We may not have the kind of outright anti-intellectualism of the previous regime who liquidated anyone wearing glasses, yet the range of controlling and straight-jacketing measures described above are just as effective a fashion of keeping the population and the country in the dark over what the country is or has been experiencing and the likely direction it is or will be taking.
The masses or that ‘herd’ of humanity can become an overpowering, tower of force avalanching historical change, but this phenomenon rarely (if at all) springs forth out of its own volition without the guiding hand and or the gentle, prodding whip of a devoted, dedicated shepherd who is both committed to their cause, and self-less of his own person and regard. This body of humanity, in particular, are moreover, a people of exceptional grace and simplicity, given to sensual-temporal pleasures and the enjoyment of the moment where future cares are postponed for another day, and where fate is better managed, better revealed at the feet of a fortune teller. Like their ancient forebears, they are by nature and temperament, ‘children of Paradise’, and this tendency or characteristic, be it admired as their salient virtue or indeed condemned as their most enduring vice, has been - for good or ill – further revitalised, rather than subdued, by experiences of traumas and adversities of recent times. How can we blame them, after all, they have been to hell and back? Their surviving parents have learned through the hardship of the Pol Pot years to affect a posture of the deaf and mute; a habit these parents have not been able to part with, partly out of habit, but mainly out of necessity or instinct for self-preservation.

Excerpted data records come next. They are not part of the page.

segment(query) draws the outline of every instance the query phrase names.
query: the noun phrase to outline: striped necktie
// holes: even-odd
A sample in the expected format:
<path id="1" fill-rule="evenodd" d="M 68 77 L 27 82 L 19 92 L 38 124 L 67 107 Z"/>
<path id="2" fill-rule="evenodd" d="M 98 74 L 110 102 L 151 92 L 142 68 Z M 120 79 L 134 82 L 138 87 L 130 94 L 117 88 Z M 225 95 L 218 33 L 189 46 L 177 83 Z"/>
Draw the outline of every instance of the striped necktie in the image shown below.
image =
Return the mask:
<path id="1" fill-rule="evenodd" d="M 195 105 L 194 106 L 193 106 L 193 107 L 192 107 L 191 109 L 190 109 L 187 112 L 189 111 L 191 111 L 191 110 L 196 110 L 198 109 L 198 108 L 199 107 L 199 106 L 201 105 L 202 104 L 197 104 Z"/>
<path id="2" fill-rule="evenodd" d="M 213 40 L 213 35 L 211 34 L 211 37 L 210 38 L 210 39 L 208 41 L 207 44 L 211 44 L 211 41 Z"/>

The generation born after the Pol Pot era too, have no reasons to internalise values vastly different from those held by their elders, partly, because they have not discovered any that could pragmatically supplant the prevailing ones or, at least, alternative values that would not compromise their social standing or the prospect for social advancement in society at large and within a regimented social context. This new generation of post war, post genocide era are then the new ‘herd’ of humanity that we can safely, and with deep anguish in our hearts, describe as the lost generation because of their spiritual and physical confinements as well as their engineered estrangement from their deserved and true ‘shepherd’ in the forms of all-rounded education rather than indoctrination and half-hearted, half-baked, impoverished schooling; in a parental governing process that treats the welfare of its national citizens as its natural and most supreme task, rather than subordinating it to external priorities; in a climate that tolerates or facilitates cultural revival within the context of an open political environment rather than using such revival to sugar coat doses of social repression or to confine them to pre-determined cultural time warp.
So whether Mr Hun Sen is operating under duress or his Vietnamese bosses are calling all the shots, is not really a factor that should be extenuated upon in favour of either him or them: both are serving or working in fulfillment of the same political agenda, and both are definitely standing in the way of Khmer people's long term survival as an entity and a people on this planet.